Horses Brawl is a fairly recently-formed trio - Laura Cannell, Adrian Lever, and Jonathan Manton, playing recorders, crumhorns, violins, guitars, and 'cello. They bring a fresh and entertaining light to European mediaeval tunes and melodies, founded on scholarship and a serious knowledge of the music but with the addition of creativity and humour. On Saturday I went to see them at Norwich Arts Centre.

The programme began with a hopping dance, as Laura told us, adding "There's another one later, and it would really make me happy if anyone would have a hop during it"; and indeed three people did so, to their own round of applause. Laura created a drone-sound by playing two recorders at once. I had wondered how a repertoire based on mediaeval music, mainly dance tunes, would work on primarily modern instruments and without percussion. The answer is that they do have percussion. Guitar used percussively I've met before, but a 'cello used as a drum? Fear not for the safety of the lovely cello, though - Jon has stuck on a bright green taxdisc holder to protect the wood from his thumping.

They use the instruments in innovative ways to produce sounds which are reminiscient of mediaeval instruments - for example, the part that sounds so much like a hurdygurdy is in fact a violin played with the bow outside and around it. In one piece the guitar is bowed, too (Adrian's preparation is an amusing piece of stage business, entailing rather more rosin and squeaking strings than may be musically necessary). The cello is hit, slapped, tweaked, plucked, and slithered, as well as conventionally bowed; Jon even uses a plectrum at times. The result is an astounding range of textures.
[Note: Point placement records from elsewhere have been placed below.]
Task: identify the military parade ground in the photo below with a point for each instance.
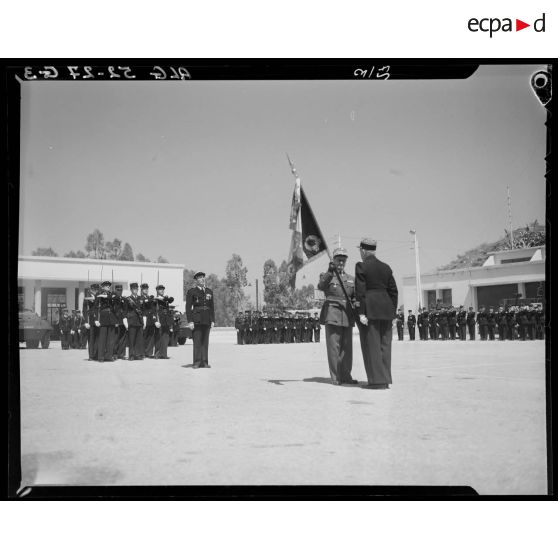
(458, 413)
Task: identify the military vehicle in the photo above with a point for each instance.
(33, 330)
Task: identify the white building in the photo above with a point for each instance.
(47, 284)
(504, 275)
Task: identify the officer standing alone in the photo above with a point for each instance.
(200, 314)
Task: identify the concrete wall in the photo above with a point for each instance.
(463, 282)
(37, 273)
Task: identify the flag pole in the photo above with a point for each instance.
(293, 170)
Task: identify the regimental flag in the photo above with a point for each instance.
(307, 242)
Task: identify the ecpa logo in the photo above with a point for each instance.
(494, 24)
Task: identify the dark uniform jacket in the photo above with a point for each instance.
(65, 324)
(133, 310)
(199, 306)
(335, 310)
(162, 310)
(375, 289)
(105, 306)
(148, 309)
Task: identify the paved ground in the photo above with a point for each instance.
(470, 413)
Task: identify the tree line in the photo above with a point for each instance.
(97, 248)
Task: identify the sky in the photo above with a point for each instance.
(197, 171)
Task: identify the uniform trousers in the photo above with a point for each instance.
(201, 344)
(105, 343)
(121, 336)
(65, 340)
(93, 342)
(339, 344)
(375, 342)
(161, 341)
(502, 333)
(135, 342)
(149, 340)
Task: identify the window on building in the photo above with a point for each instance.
(494, 295)
(534, 290)
(430, 298)
(516, 260)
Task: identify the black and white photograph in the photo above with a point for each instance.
(284, 281)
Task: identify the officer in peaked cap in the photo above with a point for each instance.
(134, 321)
(338, 317)
(90, 317)
(164, 323)
(200, 314)
(106, 320)
(376, 294)
(121, 334)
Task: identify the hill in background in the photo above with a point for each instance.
(532, 234)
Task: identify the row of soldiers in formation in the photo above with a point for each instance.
(253, 328)
(109, 323)
(511, 322)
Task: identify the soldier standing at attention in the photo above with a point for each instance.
(443, 322)
(121, 335)
(200, 314)
(149, 323)
(164, 323)
(471, 320)
(65, 327)
(400, 321)
(239, 326)
(376, 294)
(491, 323)
(106, 321)
(452, 322)
(338, 318)
(532, 322)
(433, 324)
(317, 327)
(411, 324)
(134, 321)
(90, 317)
(462, 323)
(502, 323)
(482, 320)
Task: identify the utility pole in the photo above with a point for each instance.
(509, 219)
(417, 270)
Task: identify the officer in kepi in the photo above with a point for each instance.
(200, 314)
(338, 317)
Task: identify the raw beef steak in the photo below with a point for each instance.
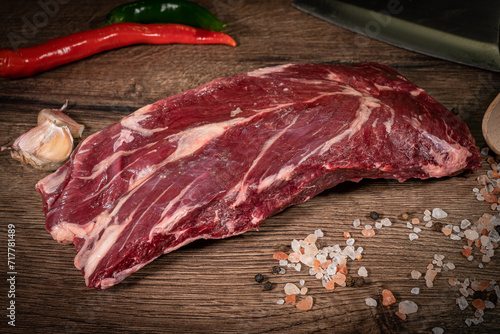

Of course, it helps that all three are superb musicians, with the accurate and warm ensemble that brings out the best in dance tunes.

They have to tune between almost every piece - not because of the environment or dodgy strings, but because their arrangements call for so many different and unusual tunings. To pass the time while tuning, they make little jokes about needing to be rich enough to have a suite of guitars and 'cellos ready-prepared, and handed to them by attendants. Laura: "You'll miss all our tuning when we stop!" Jon: "Yes, and there's no tuning on the CD".

The mood varies from toe-tappingly jolly to sensually languorous and even to the strange and almost disturbing, as in the first part of Galliard (Branle des Chevaux); from traditional to Machaut to their own composed works. Most are neatly-paired tunes (in the style of folk-dance music), from various parts of Europe, as far as Istanbul.

This is historical performance brought into our times, giving us some feel for what the music must have been like for the original listeners. The hour passed very swiftly!